He said the case turned on whether prosecutors could prove that Merritt's public financial statements were inaccurate and, if they were, whether the four defendants believed they were inaccurate. "The government didn't even prove the first part," Ulwick said.

Prosecutors Robert J. Mathias and Charles P. Scheeler contended that the four Merritt owners plowed $45 million of depositors' money into several Klein-related farming and other business ventures on Maryland's Eastern Shore between 1982 and 1985.

Lavishing "insider loans, exorbitant fees . . . and expensive perks" on themselves, Mathias argued to the jury, the four men drained depositors' accounts, "finagling, cheating . . . and lying to make it appear that Merritt was financially healthy, whereas in reality it was nothing more than a black hole."
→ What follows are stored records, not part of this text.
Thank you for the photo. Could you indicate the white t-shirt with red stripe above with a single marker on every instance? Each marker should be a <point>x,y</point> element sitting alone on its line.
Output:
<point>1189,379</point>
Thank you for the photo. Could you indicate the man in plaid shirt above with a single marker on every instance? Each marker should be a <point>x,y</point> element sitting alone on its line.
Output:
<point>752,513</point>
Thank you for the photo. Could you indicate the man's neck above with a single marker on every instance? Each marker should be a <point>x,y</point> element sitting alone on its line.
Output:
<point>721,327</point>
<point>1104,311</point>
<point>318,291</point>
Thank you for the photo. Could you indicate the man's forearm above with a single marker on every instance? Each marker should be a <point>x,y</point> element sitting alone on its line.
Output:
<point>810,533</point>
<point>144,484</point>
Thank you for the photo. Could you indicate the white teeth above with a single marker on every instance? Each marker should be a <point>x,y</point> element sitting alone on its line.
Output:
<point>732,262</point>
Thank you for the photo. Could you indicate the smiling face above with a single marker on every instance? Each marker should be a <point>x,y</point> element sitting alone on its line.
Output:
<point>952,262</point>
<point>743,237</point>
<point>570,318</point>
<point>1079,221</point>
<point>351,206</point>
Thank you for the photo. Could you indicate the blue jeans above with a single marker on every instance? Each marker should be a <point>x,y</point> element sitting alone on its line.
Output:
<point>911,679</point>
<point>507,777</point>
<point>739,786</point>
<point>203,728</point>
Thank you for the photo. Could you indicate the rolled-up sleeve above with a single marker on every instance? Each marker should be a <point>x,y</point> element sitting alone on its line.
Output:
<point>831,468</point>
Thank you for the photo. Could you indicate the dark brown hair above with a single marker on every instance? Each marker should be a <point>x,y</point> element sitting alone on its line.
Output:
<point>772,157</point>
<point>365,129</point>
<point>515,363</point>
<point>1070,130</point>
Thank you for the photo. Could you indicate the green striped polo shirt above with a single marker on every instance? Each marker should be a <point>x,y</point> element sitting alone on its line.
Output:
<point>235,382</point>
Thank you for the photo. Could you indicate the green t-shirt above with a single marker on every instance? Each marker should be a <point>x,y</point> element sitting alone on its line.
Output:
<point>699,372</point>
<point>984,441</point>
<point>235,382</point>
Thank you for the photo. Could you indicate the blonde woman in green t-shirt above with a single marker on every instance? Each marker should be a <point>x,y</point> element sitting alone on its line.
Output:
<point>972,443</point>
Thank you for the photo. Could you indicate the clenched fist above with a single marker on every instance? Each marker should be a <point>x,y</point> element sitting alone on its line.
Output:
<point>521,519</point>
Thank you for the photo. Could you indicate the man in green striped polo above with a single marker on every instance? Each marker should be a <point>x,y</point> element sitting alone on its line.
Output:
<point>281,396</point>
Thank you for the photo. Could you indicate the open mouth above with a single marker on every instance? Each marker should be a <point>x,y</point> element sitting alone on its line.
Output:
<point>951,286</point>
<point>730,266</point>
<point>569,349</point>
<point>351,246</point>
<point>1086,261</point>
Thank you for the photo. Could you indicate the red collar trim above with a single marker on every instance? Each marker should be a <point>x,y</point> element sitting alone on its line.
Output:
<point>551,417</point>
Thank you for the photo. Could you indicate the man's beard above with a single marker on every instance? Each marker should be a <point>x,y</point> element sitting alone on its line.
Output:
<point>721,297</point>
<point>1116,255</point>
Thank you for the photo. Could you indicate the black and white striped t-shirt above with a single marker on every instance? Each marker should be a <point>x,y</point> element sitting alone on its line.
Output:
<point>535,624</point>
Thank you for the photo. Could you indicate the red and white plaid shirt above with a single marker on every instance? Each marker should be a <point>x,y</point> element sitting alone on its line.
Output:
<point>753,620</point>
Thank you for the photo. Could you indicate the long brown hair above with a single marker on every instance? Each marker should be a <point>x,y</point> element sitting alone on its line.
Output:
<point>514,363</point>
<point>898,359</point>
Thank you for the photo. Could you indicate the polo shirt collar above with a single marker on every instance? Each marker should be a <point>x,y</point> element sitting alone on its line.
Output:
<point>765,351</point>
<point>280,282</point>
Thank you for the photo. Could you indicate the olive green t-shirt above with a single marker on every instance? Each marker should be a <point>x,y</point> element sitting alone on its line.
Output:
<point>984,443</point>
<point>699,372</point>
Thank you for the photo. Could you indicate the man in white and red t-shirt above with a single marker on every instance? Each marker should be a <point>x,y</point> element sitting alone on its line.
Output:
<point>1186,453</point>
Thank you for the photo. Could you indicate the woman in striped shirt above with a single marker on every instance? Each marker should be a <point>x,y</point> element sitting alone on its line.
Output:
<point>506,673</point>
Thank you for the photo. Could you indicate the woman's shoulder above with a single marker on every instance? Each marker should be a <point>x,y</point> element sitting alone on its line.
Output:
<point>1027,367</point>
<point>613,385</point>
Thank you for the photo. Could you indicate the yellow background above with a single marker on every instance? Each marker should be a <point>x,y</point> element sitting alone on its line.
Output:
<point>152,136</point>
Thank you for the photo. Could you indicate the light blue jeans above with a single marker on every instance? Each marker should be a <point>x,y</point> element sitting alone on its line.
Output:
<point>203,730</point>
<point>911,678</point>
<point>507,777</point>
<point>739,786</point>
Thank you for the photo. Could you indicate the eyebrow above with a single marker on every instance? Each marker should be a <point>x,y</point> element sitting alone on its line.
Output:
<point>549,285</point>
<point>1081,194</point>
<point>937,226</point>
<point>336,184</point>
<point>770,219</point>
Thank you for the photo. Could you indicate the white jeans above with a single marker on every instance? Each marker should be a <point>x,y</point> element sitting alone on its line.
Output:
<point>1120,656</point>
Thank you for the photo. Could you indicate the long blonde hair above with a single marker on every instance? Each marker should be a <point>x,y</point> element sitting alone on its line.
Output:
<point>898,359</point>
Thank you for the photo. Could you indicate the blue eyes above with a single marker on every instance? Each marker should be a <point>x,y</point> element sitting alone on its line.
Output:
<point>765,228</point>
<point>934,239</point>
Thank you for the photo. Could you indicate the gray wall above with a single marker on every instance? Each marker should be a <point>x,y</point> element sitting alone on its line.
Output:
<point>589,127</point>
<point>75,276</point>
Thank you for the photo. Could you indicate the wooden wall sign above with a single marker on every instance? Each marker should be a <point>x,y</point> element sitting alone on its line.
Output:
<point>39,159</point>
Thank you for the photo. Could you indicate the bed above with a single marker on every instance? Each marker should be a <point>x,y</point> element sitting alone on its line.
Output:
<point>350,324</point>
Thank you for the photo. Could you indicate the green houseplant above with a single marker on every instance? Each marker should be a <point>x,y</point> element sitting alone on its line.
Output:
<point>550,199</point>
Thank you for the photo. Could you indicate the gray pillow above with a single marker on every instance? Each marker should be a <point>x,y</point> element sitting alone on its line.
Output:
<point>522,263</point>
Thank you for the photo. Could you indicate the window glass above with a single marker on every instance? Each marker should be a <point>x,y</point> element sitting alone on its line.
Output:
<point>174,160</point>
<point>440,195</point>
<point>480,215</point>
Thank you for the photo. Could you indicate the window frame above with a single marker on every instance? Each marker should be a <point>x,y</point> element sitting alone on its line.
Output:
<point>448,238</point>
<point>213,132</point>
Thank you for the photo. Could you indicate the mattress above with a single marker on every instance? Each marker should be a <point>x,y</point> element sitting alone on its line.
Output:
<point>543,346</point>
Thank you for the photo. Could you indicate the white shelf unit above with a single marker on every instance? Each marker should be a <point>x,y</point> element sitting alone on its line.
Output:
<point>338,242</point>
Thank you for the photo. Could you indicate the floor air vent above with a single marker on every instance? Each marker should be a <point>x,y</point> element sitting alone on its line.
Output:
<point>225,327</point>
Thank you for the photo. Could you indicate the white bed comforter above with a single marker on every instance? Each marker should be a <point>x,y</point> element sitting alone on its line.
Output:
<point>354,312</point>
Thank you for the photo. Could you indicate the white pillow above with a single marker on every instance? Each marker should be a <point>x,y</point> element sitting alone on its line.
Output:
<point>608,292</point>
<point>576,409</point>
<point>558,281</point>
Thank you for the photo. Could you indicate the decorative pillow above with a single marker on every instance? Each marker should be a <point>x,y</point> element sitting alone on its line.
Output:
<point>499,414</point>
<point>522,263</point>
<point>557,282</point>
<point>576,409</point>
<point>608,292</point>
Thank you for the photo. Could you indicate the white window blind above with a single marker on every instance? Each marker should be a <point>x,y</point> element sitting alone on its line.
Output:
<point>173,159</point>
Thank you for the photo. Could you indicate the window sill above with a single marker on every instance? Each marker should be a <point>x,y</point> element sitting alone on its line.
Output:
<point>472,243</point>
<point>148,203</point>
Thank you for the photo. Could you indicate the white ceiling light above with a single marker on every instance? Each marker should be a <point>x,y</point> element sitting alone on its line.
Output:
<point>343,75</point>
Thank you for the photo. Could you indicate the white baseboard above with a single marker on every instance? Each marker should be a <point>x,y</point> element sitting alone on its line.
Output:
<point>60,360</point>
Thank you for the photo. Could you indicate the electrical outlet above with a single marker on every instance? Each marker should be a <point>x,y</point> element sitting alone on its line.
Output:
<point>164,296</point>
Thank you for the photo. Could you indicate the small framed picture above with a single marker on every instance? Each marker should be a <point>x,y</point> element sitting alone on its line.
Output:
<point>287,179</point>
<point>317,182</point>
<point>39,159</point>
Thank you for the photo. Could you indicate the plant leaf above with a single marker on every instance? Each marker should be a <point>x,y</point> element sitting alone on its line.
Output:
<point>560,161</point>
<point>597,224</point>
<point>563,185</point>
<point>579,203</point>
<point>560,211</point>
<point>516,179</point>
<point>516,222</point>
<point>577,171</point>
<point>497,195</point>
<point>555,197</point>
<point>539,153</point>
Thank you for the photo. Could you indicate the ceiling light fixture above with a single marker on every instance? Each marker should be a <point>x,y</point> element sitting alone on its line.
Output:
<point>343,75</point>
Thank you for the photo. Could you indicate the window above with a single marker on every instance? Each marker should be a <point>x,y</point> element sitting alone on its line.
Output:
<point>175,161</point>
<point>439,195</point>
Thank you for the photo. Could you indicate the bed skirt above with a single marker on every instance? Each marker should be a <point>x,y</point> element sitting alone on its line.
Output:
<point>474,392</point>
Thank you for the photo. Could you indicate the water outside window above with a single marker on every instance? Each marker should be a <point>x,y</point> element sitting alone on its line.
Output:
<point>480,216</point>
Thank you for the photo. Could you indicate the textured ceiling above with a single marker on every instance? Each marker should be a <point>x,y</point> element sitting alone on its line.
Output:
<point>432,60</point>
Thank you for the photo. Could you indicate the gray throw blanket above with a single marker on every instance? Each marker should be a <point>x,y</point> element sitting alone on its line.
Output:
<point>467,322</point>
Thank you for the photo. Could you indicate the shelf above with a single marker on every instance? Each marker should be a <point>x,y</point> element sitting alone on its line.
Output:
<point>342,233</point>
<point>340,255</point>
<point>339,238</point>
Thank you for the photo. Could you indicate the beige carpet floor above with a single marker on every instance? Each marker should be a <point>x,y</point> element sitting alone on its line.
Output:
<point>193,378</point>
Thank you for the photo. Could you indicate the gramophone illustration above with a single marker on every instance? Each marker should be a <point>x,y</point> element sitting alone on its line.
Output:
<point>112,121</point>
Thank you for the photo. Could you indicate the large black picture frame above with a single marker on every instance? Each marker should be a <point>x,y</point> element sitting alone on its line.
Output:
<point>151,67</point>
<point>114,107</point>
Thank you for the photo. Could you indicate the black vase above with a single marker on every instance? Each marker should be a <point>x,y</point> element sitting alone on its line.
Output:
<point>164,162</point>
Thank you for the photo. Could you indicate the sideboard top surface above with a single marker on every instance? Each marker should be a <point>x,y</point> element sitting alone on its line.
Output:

Merritt entered into voluntary conservatorship in May 1985, and was later bought by Chase Manhattan Bank. The Merritt case is the only one brought so far by federal prosecutors. State prosecutors have obtained convictions against seven former savings and loan officials, including Jeffrey A. Levitt, who pleaded guilty to stealing $14.7 million from Old Court S&L and was sentenced in July 1986 to 30 years' imprisonment.

While state and federal probes into the savings and loan crisis are continuing, officials said they are beginning to wind down.